Award-winning actor and action movie star, Liam Neeson, might be able to take down the toughest villains on screen, but he still has fears.
“My fear, and it’s a genuine fear, is public speaking. Everybody says: ‘Oh, you’re an actor, you should be good at that.’ It’s just not true,” he said. He was speaking at Áras an Uachtaráin, yesterday, where he received a special award for Irish people doing outstanding work abroad in sport, science, and the arts.
“I’m very, very humbled and I’m very, very proud to be Irish, especially today. I shall continue to fly the flag for Irish drama,” he said, on receiving the Presidential Distinguished Service Award, from President Michael D Higgins.
President Higgins said the actor had not only contributed to the arts, but also to humanity, through his 20 years as a Unicef Goodwill Ambassador.
“Last November, when I was presenting the Presidential Distinguished Service Award for contribution for the Irish abroad, Liam wasn’t able to be with us, but he more than deserves a special occasion himself.
“We started the awards in 2012, to give recognition to the Irish people living abroad who had made a distinguished contribution, not just to Ireland, but to humanity in general and, indeed, that is the case with Liam Neeson,” Mr Higgins said.
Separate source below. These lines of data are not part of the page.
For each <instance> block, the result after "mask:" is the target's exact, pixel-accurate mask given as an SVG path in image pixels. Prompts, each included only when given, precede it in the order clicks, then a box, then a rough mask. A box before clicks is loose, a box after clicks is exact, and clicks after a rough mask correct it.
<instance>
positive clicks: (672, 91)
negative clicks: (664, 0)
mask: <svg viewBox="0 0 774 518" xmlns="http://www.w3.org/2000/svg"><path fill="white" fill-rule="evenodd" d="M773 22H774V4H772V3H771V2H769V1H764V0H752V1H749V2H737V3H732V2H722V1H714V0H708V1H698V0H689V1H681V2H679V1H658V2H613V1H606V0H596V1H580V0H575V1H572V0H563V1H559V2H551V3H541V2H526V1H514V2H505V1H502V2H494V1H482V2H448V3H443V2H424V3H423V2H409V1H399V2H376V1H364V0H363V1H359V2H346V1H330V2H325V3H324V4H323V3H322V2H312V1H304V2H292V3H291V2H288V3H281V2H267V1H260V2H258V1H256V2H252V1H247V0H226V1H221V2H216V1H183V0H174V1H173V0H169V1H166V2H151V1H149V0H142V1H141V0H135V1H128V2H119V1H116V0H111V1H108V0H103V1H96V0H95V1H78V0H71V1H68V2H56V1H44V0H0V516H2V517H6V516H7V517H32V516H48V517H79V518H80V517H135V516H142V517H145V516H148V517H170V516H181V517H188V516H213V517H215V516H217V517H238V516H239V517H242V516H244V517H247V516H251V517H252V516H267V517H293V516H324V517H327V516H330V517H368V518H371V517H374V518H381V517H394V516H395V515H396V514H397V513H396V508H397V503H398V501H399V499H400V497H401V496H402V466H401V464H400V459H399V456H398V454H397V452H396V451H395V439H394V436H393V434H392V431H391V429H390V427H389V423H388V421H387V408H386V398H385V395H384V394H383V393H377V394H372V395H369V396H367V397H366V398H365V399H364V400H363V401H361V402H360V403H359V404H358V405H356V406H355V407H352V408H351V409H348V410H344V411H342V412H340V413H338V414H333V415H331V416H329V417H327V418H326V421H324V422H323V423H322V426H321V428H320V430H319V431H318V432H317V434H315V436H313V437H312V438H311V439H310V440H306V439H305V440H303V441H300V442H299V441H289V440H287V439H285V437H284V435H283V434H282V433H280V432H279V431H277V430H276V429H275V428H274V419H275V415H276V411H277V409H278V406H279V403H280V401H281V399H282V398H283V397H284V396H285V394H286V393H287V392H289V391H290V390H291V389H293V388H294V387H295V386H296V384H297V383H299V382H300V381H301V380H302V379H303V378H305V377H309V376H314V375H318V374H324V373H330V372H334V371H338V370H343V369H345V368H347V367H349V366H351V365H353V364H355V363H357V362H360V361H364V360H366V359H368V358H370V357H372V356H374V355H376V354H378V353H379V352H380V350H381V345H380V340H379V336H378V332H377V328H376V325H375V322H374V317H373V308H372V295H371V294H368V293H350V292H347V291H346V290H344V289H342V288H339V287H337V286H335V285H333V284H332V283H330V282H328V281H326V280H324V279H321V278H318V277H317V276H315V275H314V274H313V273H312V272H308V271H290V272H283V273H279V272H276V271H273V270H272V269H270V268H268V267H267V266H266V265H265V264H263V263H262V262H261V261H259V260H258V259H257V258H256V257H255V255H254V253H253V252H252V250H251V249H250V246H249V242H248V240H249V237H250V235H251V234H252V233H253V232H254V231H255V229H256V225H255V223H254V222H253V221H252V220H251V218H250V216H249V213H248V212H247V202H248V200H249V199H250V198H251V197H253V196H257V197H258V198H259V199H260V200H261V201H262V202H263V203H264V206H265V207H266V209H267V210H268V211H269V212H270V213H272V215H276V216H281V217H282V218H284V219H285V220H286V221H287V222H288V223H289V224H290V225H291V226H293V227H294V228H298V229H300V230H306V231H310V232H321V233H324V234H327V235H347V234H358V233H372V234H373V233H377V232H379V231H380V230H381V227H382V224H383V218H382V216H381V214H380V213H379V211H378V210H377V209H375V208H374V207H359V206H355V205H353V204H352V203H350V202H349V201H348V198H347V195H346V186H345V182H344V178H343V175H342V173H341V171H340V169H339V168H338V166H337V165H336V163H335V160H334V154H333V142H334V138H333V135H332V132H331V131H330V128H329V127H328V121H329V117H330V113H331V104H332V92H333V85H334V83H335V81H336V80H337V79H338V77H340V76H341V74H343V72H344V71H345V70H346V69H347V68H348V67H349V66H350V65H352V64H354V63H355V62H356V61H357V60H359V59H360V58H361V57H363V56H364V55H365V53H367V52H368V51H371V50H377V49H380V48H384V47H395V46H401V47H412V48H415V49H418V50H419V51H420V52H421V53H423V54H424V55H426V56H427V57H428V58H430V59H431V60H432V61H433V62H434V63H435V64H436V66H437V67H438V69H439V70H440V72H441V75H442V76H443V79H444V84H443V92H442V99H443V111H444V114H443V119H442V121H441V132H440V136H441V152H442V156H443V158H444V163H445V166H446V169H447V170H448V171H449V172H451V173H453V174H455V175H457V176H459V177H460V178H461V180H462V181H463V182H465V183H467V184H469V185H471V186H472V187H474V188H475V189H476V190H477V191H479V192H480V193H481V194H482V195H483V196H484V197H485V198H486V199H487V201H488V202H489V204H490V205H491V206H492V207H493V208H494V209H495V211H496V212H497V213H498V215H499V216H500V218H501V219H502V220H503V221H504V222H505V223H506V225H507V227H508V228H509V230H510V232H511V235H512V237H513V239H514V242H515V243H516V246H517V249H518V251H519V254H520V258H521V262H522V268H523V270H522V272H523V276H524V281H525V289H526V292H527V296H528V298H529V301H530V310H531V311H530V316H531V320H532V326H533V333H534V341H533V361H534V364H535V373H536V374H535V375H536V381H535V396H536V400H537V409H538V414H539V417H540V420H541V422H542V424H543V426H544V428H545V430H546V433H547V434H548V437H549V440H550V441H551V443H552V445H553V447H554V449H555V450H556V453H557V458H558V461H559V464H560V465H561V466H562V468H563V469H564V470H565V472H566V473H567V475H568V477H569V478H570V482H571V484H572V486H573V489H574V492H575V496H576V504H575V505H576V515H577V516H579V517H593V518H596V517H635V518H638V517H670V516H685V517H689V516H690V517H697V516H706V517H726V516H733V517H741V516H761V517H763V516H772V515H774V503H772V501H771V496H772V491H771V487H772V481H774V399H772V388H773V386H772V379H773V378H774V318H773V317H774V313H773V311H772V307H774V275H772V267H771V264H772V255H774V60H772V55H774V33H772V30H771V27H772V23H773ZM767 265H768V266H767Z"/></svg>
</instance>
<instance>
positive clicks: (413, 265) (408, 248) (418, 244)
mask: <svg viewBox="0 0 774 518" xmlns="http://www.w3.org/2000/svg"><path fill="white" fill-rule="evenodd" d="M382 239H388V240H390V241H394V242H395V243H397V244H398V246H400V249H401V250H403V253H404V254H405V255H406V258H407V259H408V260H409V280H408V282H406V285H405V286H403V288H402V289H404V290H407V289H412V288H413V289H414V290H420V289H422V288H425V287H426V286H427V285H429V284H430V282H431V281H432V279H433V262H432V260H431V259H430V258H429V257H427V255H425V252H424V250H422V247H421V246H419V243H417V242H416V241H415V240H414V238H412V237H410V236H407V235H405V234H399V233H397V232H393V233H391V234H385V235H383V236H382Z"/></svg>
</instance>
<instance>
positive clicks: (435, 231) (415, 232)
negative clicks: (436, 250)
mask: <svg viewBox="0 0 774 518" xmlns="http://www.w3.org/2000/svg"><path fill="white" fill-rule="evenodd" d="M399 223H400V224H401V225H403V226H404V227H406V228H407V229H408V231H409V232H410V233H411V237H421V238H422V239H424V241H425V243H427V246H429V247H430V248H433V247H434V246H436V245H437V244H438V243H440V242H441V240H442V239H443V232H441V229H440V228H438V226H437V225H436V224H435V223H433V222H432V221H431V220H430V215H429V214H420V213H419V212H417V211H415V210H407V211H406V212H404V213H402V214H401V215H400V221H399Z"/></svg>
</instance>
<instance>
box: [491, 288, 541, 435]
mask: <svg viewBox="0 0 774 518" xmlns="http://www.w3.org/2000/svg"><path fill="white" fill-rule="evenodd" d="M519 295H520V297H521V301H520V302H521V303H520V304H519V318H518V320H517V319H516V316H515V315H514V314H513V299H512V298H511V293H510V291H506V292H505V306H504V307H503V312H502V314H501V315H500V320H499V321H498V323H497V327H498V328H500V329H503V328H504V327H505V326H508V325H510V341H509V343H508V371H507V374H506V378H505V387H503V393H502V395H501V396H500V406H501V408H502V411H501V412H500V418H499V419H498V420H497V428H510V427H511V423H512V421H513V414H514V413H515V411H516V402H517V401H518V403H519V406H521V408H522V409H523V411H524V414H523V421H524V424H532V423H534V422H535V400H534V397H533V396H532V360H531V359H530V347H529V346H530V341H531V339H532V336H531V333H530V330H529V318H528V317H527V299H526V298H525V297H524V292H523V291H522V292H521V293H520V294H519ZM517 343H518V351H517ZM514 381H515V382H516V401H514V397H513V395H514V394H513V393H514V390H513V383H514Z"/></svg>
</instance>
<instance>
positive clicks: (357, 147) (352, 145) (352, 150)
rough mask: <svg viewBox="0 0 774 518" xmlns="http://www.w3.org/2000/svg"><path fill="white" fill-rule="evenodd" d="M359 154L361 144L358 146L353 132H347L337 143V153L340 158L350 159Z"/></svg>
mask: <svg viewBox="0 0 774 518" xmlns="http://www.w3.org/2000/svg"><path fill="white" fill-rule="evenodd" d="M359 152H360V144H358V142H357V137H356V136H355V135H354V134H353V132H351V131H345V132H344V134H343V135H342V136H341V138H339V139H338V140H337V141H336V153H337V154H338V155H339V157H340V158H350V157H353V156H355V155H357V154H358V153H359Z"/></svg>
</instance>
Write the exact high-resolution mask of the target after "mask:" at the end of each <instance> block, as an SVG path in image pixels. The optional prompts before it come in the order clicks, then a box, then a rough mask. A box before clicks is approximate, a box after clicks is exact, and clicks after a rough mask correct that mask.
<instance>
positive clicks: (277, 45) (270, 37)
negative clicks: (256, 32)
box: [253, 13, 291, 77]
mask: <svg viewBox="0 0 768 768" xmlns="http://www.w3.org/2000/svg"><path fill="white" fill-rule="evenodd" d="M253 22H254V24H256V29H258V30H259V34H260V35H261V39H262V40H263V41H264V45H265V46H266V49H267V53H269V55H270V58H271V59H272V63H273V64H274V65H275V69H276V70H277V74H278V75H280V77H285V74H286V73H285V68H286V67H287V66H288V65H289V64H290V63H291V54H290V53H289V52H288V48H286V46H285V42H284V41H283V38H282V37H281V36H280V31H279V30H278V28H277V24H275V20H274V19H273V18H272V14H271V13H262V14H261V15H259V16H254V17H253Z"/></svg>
The President also spoke of the “Irish family” and how it is not defined by political or geographic borders, but instead shared values.
“I think our reason for having the awards was to say that the Irish family isn’t defined by national borders or territories. It’s defined by care, compassion, a shared culture and heritage, a common sense of responsibility, a consciousness of our historical experience, and also the importance of Ireland contributing dynamically to a future that would be more humane and more compassionate and more just.”
“It is very, very clear, to absolutely everybody in this room, how Liam Neeson qualifies by all of those criteria”.
The President also referred to the actor’s contribution to the Irish film industry in the 1990s, when it was going through a difficult period.
“I want to say that, in that period between 1993 and 1997, when the Irish film industry was getting its second wind and going on to the strong internationally-recognised position it now is [in], Liam Neeson, and those like him, were outstanding in helping promote the Irish film industry,” said President Higgins.
He also thanked the actor for his Unicef work. “Now is the time, more than any other, when, in fact, children of the world are more vulnerable and deserve all our support.”